Check in Julia that $g'(0)$ matches your expectations by computing the derivative using automatic differentiation:
```jl
using ForwardDiff
dgdλ(λ; r=1.0) = ForwardDiff.derivative(λ -> g(λ; r=r), λ)
```
and evaluating it at `dgdλ(0; r=???)` for two values of `r`: one $r > \Vert \hat{x} \Vert_2$ (so that the constraint is inactive) and one $r < \Vert \hat{x} \Vert_2$ (so that the constraint is active).

(In principle, you could take this derivative by hand using matrix calculus, but it's pretty error-prone.)

**(c)** You can take the *second* derivative of $g(\lambda)$ via AD by:
```jl
d²gdλ²(λ; r=0.5) = ForwardDiff.derivative(λ -> dgdλ(λ; r=0.5), λ)
```
Use this to implement a Newton iteration to maximize $g(\lambda)$ (for $\lambda \ge 0$) by finding a root of $g'(\lambda)$, starting with an initial guess of $\lambda=0$, for $r = 0.5$.  (It should converge in only a few iterations.  The solution should have $\lambda > 0$ in this case because ...?)   To at least 8 significant digits, give the resulting dual optimum $\lambda_*$ and the primal optimum $x_*$ (strong duality holds in this convex problem!), and check that $x_*$ is feasible.

In [None]:
using LinearAlgebra

m = 5
n = 4
A = [ -9   2  -2   3
      -5  -3   9   3
      -1  -6   9  -2
      -3  -4   5   4
      -8   9  -6   4 ]
b = [1,2,3,4,5];

In [None]:
g(λ; r=1) = ???

## Problem 3 (5+5+6 points)

In this problem, you will use ADMM to solve the (primal) optimization problem from problem 2 above, for the parameters from problem 2c, using the equivalent formulation:
$$
\min_{x \in \mathbb{R}^n} \left( \Vert b - Ax \Vert_2^2 + \begin{cases} 0 & \Vert x \Vert_2 \le r \\ \infty & \mbox{otherwise} \end{cases} \right)
$$
where the second term is the "indicator" function of the feasible set (the radius-$r$ ball) as in lecture 24 and section III.4 of the text.
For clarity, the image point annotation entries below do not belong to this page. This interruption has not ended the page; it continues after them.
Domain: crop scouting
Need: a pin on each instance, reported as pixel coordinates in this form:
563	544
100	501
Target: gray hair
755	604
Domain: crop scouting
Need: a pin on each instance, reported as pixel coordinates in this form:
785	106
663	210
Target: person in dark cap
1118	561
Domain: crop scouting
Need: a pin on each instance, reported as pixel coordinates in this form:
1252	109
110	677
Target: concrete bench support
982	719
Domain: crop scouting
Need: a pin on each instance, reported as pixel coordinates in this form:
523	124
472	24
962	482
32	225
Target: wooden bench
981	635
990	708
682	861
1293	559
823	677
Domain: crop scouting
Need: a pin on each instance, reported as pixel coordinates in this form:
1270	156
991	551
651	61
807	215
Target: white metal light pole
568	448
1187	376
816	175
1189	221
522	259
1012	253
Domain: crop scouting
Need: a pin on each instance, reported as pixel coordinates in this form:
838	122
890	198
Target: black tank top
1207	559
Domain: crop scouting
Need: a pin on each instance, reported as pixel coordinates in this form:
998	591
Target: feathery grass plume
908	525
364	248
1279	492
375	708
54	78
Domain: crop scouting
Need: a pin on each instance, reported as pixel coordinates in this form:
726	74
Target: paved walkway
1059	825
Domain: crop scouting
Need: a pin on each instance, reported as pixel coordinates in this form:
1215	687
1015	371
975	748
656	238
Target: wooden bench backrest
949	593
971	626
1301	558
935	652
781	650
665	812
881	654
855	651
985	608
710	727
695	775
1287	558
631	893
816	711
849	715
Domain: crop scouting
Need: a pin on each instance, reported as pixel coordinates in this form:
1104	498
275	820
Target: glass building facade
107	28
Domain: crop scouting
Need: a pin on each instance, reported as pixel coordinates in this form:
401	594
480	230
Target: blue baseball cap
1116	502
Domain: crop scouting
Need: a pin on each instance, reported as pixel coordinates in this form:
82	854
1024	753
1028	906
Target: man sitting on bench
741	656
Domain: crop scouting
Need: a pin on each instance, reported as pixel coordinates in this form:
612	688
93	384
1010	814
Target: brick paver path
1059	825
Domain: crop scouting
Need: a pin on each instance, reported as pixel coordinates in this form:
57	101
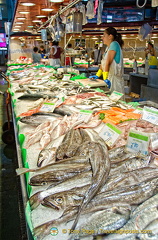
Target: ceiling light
47	9
22	18
24	12
56	0
28	4
41	16
36	21
19	23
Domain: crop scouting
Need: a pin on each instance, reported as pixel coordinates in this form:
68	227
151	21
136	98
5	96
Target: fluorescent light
56	0
41	16
47	9
24	12
22	18
28	4
19	23
36	21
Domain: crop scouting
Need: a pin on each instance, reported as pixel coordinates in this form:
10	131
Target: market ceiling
30	18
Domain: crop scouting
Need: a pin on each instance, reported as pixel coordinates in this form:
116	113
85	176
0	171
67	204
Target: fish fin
20	171
35	200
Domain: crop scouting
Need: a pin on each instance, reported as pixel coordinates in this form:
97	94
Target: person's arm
109	59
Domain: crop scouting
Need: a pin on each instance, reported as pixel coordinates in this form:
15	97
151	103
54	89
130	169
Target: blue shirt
116	47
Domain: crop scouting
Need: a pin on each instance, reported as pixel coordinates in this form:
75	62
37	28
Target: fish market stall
90	160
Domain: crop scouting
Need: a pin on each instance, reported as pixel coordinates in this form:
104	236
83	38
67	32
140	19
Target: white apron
115	73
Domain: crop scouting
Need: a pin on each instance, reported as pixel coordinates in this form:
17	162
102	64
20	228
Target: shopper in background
55	54
150	55
111	68
36	56
42	51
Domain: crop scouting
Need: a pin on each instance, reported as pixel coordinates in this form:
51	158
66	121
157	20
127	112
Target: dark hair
117	36
55	43
35	49
150	44
69	45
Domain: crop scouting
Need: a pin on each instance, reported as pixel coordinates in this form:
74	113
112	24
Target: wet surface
10	227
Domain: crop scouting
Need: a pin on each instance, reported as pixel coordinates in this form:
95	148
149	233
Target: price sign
110	134
150	115
66	77
138	110
85	115
115	96
138	142
48	107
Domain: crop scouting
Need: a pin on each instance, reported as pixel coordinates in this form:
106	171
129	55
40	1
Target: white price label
150	115
48	107
110	134
115	96
85	115
138	142
66	77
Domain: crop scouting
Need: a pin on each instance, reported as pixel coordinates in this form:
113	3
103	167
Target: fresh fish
38	118
81	179
132	195
100	163
36	96
63	110
56	175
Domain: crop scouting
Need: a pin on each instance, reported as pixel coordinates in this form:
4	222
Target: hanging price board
110	134
150	115
115	96
138	142
85	115
48	107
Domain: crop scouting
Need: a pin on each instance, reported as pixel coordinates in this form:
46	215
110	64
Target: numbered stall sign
47	107
150	115
138	142
110	134
85	115
115	96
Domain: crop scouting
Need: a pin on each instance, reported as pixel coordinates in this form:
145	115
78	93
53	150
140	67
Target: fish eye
43	183
59	200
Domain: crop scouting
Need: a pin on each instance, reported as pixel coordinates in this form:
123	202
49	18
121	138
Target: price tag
150	115
138	142
115	96
110	134
138	110
85	115
48	107
66	77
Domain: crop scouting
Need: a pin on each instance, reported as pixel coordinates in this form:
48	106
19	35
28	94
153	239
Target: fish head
63	200
38	180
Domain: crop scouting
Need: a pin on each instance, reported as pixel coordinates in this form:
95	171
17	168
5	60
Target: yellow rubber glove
99	73
105	75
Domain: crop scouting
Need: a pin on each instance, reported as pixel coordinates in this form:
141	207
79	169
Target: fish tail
35	200
20	171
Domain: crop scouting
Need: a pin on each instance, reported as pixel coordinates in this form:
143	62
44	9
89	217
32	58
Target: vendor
55	54
150	55
36	56
111	68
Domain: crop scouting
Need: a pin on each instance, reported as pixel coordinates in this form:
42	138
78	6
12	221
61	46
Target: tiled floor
10	227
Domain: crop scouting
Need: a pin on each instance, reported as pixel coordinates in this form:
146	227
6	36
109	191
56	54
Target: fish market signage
150	115
138	142
110	134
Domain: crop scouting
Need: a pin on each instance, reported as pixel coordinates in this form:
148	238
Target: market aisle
9	206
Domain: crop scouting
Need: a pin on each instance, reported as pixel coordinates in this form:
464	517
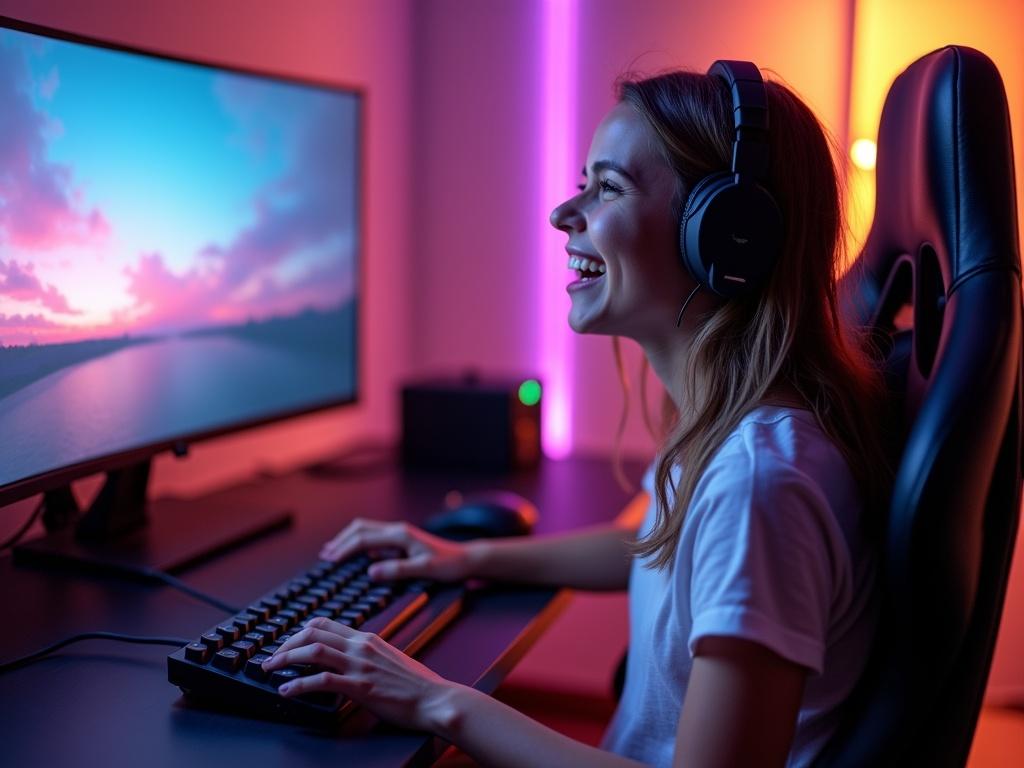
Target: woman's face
622	222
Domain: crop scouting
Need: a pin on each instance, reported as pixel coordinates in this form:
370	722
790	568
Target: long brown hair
787	333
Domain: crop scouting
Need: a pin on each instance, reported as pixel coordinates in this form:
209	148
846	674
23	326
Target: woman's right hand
426	556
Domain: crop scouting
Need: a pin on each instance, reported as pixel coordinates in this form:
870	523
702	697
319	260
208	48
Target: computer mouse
483	515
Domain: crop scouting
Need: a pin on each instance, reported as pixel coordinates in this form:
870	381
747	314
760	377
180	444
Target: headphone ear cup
731	236
695	262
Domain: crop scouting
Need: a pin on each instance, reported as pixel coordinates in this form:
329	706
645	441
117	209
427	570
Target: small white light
863	153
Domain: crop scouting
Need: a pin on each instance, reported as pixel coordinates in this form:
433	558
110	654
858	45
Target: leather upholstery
944	240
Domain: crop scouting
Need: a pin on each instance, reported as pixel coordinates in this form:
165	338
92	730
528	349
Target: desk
110	704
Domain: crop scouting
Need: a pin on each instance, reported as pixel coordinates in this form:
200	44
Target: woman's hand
426	556
368	670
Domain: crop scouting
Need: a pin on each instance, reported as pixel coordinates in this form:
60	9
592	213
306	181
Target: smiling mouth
586	268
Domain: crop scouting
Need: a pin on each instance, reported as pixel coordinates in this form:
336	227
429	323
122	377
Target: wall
349	42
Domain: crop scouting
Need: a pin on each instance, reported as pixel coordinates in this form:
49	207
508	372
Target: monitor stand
118	535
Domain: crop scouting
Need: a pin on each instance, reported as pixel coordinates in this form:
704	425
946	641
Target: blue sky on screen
142	195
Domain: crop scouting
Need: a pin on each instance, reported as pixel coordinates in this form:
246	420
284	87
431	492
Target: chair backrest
939	282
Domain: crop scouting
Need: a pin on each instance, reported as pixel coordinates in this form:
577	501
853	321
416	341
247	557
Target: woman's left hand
368	670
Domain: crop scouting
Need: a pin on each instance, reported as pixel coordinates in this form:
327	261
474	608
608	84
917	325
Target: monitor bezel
27	486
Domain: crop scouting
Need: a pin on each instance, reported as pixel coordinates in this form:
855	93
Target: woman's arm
594	558
740	707
401	690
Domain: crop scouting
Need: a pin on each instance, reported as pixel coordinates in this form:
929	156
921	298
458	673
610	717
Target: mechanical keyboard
223	666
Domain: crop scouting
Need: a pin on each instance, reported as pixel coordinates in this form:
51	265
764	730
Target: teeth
586	265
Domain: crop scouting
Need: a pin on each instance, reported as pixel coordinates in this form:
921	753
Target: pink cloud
25	321
38	208
166	301
22	284
26	329
220	290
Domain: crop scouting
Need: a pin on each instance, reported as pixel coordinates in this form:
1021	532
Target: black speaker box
471	423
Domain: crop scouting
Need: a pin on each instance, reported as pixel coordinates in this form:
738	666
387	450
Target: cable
177	584
25	660
16	537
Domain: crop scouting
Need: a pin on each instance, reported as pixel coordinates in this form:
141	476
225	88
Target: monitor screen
178	252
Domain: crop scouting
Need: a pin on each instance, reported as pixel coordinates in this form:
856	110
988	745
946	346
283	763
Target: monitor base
178	535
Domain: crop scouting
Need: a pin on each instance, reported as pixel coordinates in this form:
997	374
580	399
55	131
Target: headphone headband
750	114
730	232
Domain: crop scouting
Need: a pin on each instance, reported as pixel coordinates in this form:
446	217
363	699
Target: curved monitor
178	253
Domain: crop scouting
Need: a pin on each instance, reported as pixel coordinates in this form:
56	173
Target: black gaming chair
944	242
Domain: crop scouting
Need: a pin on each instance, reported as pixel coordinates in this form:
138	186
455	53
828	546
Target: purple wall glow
558	164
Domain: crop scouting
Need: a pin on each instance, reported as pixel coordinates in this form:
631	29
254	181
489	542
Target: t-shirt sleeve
766	557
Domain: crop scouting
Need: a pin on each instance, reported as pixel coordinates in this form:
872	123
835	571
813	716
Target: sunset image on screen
177	249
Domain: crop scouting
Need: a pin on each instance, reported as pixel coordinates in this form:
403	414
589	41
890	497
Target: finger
323	681
353	527
365	539
402	568
321	632
321	654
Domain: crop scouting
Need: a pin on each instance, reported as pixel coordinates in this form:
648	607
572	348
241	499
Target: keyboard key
287	675
246	648
272	603
227	659
279	621
254	667
351	619
198	652
377	602
260	611
213	640
268	631
256	638
246	622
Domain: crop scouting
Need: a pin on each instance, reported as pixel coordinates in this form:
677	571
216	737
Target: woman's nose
566	216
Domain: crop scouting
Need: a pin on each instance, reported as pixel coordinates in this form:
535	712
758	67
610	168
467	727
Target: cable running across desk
25	660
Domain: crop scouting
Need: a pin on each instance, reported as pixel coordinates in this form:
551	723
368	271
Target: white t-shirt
771	550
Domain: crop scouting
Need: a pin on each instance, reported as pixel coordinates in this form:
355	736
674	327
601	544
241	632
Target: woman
751	578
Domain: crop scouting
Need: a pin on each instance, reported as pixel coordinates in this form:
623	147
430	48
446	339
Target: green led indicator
529	392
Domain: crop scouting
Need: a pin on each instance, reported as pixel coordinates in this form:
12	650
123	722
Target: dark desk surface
110	704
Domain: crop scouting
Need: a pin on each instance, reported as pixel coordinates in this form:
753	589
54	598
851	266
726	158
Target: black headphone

A basic iteration of ADMM consists of 3 steps, as described in class and in the textbook:

1. $x^{(k+1)} = \mbox{arg }\min_x \Vert b - Ax \Vert_2^2  + \frac{\rho}{2} \Vert x - z^{(k)} + s^{(k)} \Vert_2^2$ (for some penalty parameter $\rho > 0$)
2. $z^{(k+1)}$ is the projection of $x^{(k+1)} + s^{(k)}$ onto the *closest* point in the feasible set.
3. $s^{(k+1)} = s^{(k)} + x^{(k+1)} - z^{(k+1)}$

**(a)** Give a closed-form solution for step 1.  (Hint: a problem from pset 3 should be helpful.)

**(b)** Give a closed-form solution for step 2.

**(c)** Implement this iteration in Julia to solve this problem with the parameters from 2c above, starting from $x = z = s = \vec{0}$.   Make a (semi-log) plot of the error $\Vert x^{(k)} - x_* \Vert_2$ versus $k$, where $x_*$ is your solution from 2c, for $\rho = 1$ and $\rho = 10$.  (The error should converge to zero!)